Aguilar’s jewelry doesn’t tarnish readily because its silver content is higher than sterling. Tiny tutorial: Pure silver is too soft to be ideal for jewelry. Sterling silver is almost pure, 925 parts per thousand. (The rest is usually copper and/or zinc. By law, Mexican silver had to be at least 925 to be hallmarked ‘Silver’.) The great Mexican designers, including Aguilar, William Spratling (who I wrote about here and here) and Matilde Poulat (who I wrote about here) all tinkered with various alloys to get the effects they wanted. Spratling silver is 980 parts per thousand and almost white. Aguilar’s is 940 parts per thousand (alloyed with copper and cadmium) and has a heft I particularly love.
The bracelet above, for example, weighs nearly three and a half ounces. But it’s sinuous; it moves; it knows how to wrap around a wrist. To quote Penny C. Morrill, who wrote most of the important books about Mexican silver, ‘The powerful impact of [Aguilar’s] jewelry can be attributed to his manipulation of line….The thick gauge and purity of the silver heightened [its] strong, almost organic quality…’
I bought the bracelet (on sale!) in another shop on Ruby Lane called Del Mar II. It looks to me like it was inspired by Pre-Columbian motifs, like a lot of Mexican jewelry. But it’s also, to use a much bandied and misused word, timeless.
The bracelet above is not my usual style. I had to see it on someone else—my dealer friend Kathi Jo, who owns a similar one—to fall for it. The stones are chrysocolla, a mineral that forms in the presence of copper. (The red in the center stone is cuprite, a dead giveaway that it was mined in Mexico.) In the past, I wouldn’t have worn anything this bold. But now I think of it as my Bracelet of Submission, kin to the cuffs that Wonder Woman wears as a symbol of past oppression. To be a woman in 2017—or any year—is to need some version of Wonder Woman’s cuffs. Here’s one that’s a bit girlier:
It’s Aguilar’s V-chain, whose eponymous Vs are formed by interlinked loops—a dynamic design I’m happy to own.
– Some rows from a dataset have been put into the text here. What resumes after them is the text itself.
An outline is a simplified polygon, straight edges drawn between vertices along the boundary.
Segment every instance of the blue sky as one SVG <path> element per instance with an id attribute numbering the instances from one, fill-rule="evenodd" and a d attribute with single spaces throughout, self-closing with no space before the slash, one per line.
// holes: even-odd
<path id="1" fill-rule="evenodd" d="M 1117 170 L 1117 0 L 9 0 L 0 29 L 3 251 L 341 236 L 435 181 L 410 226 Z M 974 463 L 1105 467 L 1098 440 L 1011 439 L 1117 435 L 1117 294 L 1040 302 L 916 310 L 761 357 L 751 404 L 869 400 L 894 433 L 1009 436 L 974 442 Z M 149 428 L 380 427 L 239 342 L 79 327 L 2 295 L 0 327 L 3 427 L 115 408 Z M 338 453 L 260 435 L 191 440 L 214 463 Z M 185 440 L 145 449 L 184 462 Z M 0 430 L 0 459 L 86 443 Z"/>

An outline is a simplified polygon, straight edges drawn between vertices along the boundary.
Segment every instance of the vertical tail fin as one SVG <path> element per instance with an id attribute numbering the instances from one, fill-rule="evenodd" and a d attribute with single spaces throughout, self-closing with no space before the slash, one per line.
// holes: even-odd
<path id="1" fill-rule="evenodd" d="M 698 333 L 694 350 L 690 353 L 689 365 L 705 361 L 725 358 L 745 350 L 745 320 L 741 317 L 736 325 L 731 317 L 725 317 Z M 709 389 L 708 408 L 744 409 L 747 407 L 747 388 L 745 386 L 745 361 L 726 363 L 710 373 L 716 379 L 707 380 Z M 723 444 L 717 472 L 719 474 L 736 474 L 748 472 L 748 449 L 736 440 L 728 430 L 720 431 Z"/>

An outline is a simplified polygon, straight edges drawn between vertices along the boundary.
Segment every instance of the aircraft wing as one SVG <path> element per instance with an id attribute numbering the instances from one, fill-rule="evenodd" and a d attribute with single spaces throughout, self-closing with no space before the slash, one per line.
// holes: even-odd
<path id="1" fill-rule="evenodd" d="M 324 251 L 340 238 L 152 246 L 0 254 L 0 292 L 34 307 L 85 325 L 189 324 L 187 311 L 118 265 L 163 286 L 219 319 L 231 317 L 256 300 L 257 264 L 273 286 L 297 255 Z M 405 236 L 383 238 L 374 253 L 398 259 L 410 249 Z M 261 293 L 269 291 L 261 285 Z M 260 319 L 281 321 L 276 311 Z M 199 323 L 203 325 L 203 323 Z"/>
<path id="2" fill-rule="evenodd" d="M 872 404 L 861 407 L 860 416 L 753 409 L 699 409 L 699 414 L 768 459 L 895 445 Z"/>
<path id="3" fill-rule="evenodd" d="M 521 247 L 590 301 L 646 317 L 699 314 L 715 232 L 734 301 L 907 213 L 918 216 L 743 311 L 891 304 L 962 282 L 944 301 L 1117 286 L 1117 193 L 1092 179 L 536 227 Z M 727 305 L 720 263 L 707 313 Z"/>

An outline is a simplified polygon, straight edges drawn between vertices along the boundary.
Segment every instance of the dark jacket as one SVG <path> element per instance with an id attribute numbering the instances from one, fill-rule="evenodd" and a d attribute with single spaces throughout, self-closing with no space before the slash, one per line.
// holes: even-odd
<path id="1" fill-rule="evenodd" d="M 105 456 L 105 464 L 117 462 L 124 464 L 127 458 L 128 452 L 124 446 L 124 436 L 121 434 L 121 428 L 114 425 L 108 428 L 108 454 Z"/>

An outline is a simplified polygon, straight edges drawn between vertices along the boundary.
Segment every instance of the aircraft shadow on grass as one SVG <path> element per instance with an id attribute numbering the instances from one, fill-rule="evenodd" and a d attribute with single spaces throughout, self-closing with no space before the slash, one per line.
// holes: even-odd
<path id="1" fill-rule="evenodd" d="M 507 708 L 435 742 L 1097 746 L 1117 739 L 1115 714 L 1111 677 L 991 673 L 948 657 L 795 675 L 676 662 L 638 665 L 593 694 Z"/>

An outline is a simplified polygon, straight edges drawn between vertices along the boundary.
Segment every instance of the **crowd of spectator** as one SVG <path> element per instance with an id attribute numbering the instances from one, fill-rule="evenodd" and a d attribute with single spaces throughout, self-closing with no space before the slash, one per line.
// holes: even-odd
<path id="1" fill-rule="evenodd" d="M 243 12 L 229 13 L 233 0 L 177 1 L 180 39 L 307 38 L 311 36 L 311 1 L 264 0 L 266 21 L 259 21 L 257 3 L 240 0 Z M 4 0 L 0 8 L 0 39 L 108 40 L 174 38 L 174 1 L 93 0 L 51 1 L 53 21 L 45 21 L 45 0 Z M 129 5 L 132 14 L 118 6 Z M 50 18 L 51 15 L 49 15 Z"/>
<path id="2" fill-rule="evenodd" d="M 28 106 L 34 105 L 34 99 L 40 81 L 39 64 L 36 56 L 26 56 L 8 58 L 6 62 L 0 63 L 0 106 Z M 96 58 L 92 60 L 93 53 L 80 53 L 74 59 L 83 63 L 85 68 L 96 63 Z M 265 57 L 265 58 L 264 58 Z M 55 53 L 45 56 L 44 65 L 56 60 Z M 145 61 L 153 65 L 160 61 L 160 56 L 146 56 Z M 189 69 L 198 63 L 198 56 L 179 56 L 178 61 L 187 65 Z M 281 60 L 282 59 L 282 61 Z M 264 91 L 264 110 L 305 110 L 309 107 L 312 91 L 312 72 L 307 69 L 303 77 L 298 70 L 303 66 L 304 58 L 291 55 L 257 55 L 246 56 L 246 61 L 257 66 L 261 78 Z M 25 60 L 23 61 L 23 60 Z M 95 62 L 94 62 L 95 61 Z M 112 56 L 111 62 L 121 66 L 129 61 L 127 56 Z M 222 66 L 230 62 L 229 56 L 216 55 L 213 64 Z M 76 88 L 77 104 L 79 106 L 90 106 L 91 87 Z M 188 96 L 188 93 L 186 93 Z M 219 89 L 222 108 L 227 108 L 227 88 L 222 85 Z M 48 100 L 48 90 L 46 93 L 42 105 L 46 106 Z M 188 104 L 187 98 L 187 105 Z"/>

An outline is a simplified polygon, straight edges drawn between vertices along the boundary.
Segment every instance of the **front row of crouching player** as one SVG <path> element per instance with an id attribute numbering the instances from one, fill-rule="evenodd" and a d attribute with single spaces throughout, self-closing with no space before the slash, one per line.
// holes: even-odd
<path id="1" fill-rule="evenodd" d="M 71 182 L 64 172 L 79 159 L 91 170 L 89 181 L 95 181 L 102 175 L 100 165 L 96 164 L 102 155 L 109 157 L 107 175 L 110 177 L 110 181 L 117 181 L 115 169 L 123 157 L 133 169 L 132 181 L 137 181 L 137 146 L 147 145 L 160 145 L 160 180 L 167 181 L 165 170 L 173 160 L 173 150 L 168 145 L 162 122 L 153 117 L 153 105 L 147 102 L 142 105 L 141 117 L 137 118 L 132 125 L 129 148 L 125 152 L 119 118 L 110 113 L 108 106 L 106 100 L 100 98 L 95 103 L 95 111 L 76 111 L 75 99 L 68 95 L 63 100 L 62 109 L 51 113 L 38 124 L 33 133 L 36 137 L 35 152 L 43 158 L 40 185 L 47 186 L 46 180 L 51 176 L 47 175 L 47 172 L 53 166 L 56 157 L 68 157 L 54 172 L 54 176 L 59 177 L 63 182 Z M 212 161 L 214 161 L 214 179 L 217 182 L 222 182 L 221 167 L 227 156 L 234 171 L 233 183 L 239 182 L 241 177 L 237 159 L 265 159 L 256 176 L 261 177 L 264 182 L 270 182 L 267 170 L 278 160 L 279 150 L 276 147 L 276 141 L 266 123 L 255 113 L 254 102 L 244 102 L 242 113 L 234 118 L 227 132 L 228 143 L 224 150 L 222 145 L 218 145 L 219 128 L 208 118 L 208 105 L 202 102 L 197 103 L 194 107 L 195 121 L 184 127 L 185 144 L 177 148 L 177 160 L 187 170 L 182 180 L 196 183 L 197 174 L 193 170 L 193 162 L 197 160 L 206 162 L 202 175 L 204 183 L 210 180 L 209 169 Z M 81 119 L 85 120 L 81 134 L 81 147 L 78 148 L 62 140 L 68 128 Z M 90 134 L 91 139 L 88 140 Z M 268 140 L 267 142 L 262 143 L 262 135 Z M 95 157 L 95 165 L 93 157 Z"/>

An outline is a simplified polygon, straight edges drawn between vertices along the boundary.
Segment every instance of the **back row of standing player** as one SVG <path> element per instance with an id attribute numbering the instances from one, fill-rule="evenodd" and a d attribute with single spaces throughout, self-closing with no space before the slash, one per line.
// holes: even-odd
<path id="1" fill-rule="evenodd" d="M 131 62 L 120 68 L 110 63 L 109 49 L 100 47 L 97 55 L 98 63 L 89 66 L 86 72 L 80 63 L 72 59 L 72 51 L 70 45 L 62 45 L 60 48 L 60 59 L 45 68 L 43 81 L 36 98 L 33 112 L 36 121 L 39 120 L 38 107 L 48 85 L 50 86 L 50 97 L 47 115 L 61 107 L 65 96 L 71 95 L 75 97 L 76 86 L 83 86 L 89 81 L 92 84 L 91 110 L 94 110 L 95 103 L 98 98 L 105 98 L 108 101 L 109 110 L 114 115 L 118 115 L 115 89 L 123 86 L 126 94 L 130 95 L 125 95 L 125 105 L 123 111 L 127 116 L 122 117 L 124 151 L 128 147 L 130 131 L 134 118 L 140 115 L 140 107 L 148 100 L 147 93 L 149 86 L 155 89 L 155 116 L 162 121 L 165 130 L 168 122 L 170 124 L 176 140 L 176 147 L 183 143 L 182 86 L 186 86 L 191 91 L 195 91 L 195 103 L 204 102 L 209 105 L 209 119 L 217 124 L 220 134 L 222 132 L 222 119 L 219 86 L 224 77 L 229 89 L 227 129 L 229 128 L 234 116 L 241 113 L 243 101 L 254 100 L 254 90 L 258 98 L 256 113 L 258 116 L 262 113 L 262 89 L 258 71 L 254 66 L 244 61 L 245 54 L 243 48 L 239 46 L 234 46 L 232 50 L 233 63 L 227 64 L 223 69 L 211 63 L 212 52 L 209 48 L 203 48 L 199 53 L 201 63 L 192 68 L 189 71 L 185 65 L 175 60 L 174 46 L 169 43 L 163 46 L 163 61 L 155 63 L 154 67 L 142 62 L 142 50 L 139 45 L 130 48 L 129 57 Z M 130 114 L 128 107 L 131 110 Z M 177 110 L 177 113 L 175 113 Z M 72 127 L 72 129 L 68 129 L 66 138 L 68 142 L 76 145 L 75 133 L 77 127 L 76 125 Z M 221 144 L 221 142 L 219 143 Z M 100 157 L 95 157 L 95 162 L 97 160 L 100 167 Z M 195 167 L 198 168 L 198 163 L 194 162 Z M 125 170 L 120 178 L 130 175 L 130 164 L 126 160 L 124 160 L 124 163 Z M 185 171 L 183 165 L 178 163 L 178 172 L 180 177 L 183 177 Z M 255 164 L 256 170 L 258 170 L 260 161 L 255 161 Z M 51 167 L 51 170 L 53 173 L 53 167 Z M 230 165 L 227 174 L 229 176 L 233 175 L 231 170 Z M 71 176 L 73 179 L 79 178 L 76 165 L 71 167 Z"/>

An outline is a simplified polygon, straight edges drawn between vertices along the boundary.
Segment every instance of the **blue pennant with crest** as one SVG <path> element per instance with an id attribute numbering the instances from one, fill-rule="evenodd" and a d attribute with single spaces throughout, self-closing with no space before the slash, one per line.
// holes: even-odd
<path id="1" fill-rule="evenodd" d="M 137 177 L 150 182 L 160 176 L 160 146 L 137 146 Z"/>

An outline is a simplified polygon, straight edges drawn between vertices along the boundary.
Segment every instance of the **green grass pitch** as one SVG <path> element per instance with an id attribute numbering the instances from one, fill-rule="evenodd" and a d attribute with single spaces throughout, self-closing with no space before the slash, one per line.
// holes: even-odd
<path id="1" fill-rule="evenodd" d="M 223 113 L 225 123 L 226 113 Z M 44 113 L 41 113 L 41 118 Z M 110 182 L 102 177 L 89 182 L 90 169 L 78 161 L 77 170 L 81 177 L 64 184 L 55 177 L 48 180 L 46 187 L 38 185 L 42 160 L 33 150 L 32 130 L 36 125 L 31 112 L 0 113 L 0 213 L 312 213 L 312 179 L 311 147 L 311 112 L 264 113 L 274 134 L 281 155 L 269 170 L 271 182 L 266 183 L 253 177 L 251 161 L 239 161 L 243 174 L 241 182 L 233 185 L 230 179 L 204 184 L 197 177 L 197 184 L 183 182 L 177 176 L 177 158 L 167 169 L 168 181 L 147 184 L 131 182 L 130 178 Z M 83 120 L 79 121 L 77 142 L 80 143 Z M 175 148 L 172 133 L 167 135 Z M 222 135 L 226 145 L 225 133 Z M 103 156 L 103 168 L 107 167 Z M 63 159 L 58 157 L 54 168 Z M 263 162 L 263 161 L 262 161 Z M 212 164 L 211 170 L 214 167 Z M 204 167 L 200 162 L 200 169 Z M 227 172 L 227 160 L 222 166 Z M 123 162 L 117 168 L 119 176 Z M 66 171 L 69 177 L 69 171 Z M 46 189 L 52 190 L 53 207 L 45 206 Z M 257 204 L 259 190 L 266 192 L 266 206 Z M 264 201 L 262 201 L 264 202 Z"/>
Ditto the playful bracelets below, which can be clasped together to make a choker (though I prefer to look at them together on my wrist).
So this, dear reader, is how I cosset myself in the dark days of a winter that seems determined to get darker: I look at elegant work by an artist who, with his American-born wife, ran a successful business that contributed to the culture and economy of his country. He lived an interesting life, but—as with all great artists—the true essence of the life can be found in the work.
I’ll probably collect more. It beats reading the newspapers.